FAQ sur la JUB
1/ Qu’est-ce que le brevet à effet unitaire (ou « brevet unitaire ») ?
Il s’agit d’un brevet européen conférant une protection uniforme et unique dans les Etats membres de l’Union européenne participant à une coopération renforcée (Articles 3 et 7 Reg(UE) 1257/2012) et ayant ratifié l’Accord relatif à une Juridiction unifiée du brevet (AJUB).
Ce brevet européen est délivré par l’OEB selon les règles et procédures inchangées de la CBE.
L’effet unitaire est attribué après la délivrance du brevet européen sur demande du titulaire du brevet européen et pour le territoire des Etats membres de l’Union participant à la coopération renforcée et ayant ratifié l’AJUB à la date d’inscription de l’effet unitaire par l’OEB.
2/ Comment demander l’effet unitaire du brevet ?
Les conditions pour demander l’effet unitaire sont définies par la règle 6 du règlement d’application relatif à la protection unitaire (RPU).
Le titulaire du brevet doit présenter la demande d’effet unitaire auprès de l’OEB, dans la langue dans laquelle le brevet a été délivré, dans un délai non prolongeable d’un mois après la publication de la mention de délivrance du brevet européen.
La demande doit préciser le numéro du brevet européen, l’identification du titulaire et, le cas échéant, l’identification du mandataire. Il faut fournir également, dans le même délai, une traduction du brevet en anglais si le brevet a été délivré en français ou allemand, ou dans une autre langue officielle de l’Union si le brevet a été délivré en anglais.
Aucune taxe n’est due pour la demande d’effet unitaire.
Il est recommandé d’utiliser le formulaire UP 7000 de l’OEB.
3/ Qui peut déposer une demande d’effet unitaire ?
La demande d’effet unitaire doit être déposée par le titulaire du brevet européen (règle 5(1) RPU).

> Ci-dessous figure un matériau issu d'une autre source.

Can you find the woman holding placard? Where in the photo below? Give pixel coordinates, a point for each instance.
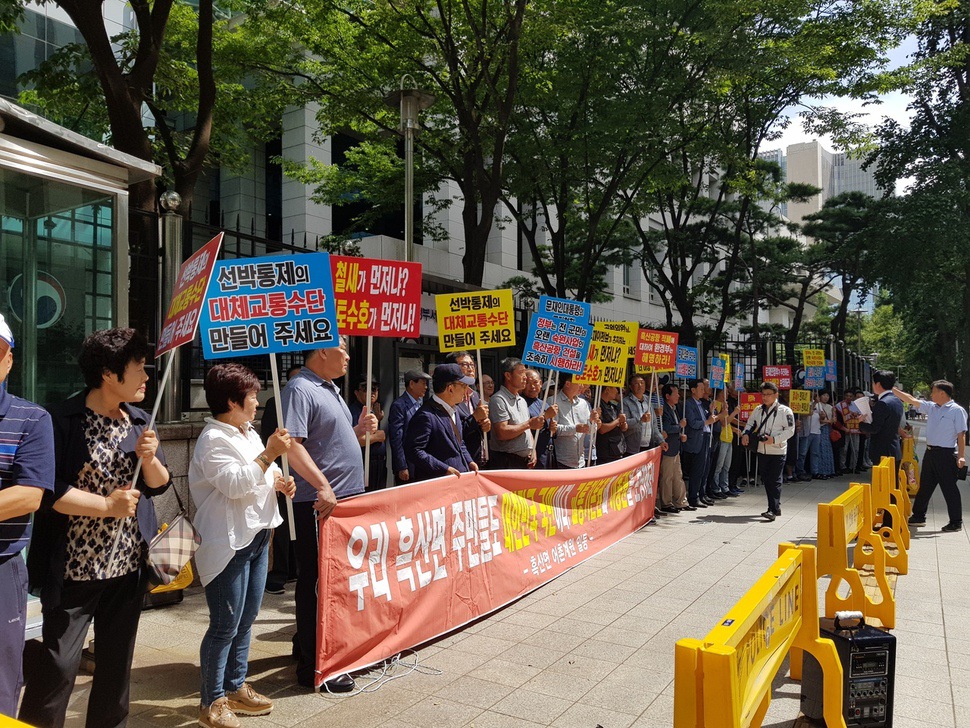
(233, 482)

Le titulaire peut se faire représenter. Le régime applicable à la représentation est le même qu’en vertu de la CBE (règle 20 RPU ensemble article 133 CBE).

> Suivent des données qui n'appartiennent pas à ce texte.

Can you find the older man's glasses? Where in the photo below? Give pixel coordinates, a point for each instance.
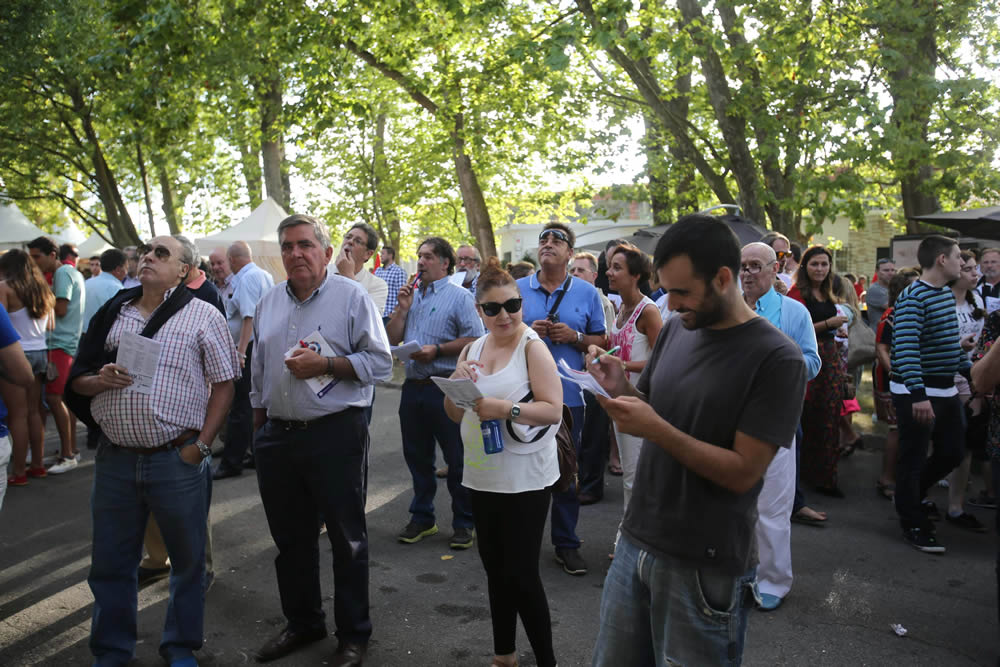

4/ Est-il possible de ne pas bénéficier de l’effet unitaire du brevet ?
Pour ne pas bénéficier de l’effet unitaire, il suffit de valider le brevet européen de manière classique, devant chacun des offices nationaux concernés.
Il est à noter que les deux systèmes peuvent coexister avec l’effet unitaire pour les Etats participants et les validations classiques pour les autres (par exemple pour le Royaume-Uni).
5/ Quels sont les intérêts à ne pas demander l’effet unitaire du brevet ?
Par exemple :
- Si la protection est recherchée uniquement ou principalement dans des Etats dans lesquels l’effet unitaire ne peut être obtenu (Suisse, Royaume-Uni, Espagne…).
- Si la protection n’est recherchée que dans un petit nombre d’États de sorte que le maintien en vigueur du brevet avec l’effet unitaire paraîtrait trop coûteux en comparaison avec le maintien en vigueur des validations classiques dans ces États.
- S’il a été détecté un droit antérieur national gênant dans l’un des Etats membres de l’Union participant à la coopération renforcée ou si la désignation de l’un de ces Etats a été retirée (en effet, pour obtenir l’effet unitaire, il faut obligatoirement avoir désigné les Etats membres de l’Union participant à la coopération renforcée et avoir les mêmes revendications pour ces Etats).
- En cas de volonté d’échapper à la compétence de la Juridiction unifiée du brevet (JUB) - il faudra néanmoins notifier une décision d’opt-out sur le brevet européen.
- Si plusieurs titres nationaux indépendants (que l’on peut céder et gérer indépendamment les uns des autres) sont préférés à un seul brevet unitaire monobloc.
6/ Quelle est la portée territoriale d’un brevet à effet unitaire ?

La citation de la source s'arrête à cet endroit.